Another movie might make things more ambiguous—is Adrian alive, or is she just imagining things?—but we all have certain expectations for an Invisible Man reboot, and the film confirms what’s happening pretty early on. Elisabeth Moss is predictably incredible, a master of trapped, flinching emotional torment. Her performance anchors a rather straightforward script that works its way down a checklist of domestic abuse tropes. Since there’s no way for Cecilia to prove what’s going on, her invisible harasser drives her toward a breakdown.
This reboot is getting a lot of buzz, but I suspect it benefits slightly from low expectations. It’s cool to see a vintage title like The Invisible Man become a hard-hitting psychodrama, and Whannell’s direction ramps up the tension with minimal need for visual effects. But did I actually enjoy watching it? Not really, although that’s a complicated question for this kind of movie, and your mileage may vary. I personally just found The Invisible Man stressful, unlike the recent gaslighting horror hit Midsommar, or Paul Verhoeven’s rape thriller Elle, both of which were perversely entertaining while inducing the same kind of stress. The Invisible Man is certainly effective horror, but it’s in this weird hinterland where it’s not sophisticated or insightful enough to measure up to something like The Babadook… while not actually being “fun” either, in the way The Purge combines social commentary with crowd-pleasing schlock.

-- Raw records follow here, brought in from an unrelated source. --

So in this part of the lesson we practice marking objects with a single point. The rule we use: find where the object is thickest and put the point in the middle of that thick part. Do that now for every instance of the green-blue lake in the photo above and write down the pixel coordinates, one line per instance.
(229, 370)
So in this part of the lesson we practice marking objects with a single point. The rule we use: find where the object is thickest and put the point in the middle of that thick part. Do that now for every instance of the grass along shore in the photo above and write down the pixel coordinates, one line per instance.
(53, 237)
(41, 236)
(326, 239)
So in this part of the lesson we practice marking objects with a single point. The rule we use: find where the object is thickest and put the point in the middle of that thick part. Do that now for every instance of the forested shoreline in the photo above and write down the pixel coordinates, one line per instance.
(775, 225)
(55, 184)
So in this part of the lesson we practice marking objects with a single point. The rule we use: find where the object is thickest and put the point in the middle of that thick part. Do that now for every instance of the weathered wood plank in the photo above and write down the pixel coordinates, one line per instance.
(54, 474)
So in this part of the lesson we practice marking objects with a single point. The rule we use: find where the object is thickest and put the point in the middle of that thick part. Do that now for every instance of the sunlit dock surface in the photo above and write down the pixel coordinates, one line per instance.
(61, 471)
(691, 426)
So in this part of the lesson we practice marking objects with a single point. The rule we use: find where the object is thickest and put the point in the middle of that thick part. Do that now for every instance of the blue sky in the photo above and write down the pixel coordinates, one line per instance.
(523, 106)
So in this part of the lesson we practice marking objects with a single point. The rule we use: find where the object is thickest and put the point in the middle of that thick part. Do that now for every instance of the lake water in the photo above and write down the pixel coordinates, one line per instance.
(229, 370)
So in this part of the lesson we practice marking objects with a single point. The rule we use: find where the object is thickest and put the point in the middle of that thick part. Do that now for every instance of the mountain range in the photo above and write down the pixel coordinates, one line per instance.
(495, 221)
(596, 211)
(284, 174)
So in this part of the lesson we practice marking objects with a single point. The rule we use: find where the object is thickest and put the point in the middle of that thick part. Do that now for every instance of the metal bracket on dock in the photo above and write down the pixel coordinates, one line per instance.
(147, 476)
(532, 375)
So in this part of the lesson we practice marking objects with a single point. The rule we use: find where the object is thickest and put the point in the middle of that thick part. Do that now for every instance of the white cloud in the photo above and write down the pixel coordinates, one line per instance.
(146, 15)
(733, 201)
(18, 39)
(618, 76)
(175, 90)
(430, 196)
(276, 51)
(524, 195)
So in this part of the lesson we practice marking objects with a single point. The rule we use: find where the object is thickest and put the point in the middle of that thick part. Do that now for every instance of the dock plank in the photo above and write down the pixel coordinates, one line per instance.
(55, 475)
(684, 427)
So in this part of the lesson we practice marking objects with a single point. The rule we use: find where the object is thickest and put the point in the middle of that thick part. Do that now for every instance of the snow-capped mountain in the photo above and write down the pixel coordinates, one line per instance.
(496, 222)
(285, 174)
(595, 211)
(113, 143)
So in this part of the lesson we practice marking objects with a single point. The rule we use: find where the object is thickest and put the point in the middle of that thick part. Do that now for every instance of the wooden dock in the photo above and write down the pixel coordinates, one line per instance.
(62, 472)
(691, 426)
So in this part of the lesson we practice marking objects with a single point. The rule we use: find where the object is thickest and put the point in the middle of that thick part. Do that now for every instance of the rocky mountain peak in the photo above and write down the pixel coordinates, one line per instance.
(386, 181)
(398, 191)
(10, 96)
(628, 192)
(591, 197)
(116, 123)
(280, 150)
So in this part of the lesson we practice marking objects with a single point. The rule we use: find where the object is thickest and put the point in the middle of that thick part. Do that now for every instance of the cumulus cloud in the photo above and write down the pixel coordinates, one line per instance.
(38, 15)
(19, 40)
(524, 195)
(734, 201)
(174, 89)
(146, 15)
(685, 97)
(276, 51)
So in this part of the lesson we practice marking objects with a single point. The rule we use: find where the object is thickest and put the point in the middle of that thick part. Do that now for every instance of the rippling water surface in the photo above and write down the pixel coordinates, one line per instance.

It sounds like Whannell was very conscientious about doing his research before tackling a female-led thriller about domestic abuse, and that shines through in Cecilia’s compellingly believable arc. I wouldn’t remotely say that Whannell mishandled the topic, or that men shouldn’t tackle this kind of material. (See my previous compliments to Paul Verhoeven and Ari Aster.) But I can’t help but wonder what this story would’ve looked like in the hands of a female filmmaker, or someone drawing from personal experience instead of research.
We generally discuss this kind of representation issue in terms of accuracy and sensitivity, hiring the right filmmaker to tell a difficult story without making tone-deaf mistakes. The Invisible Man doesn’t fall foul of those problems, but it’s also kind of basic. We don’t get to know Adrian on a personal level, so he’s essentially just a collection of textbook Abusive Boyfriend traits, amplified to supervillain proportions. There’s a definite lack of subversiveness or wit in Whannell’s very straightforward depiction of domestic abuse, and my guess is that the more films you’ve seen covering similar themes, the less interesting you’ll find The Invisible Man. On the other hand, if you aren’t familiar with abusive relationships (fictional or otherwise), then this film could be genuinely eye-opening, offering a realistic depiction of a woman trapped by forces she can’t control.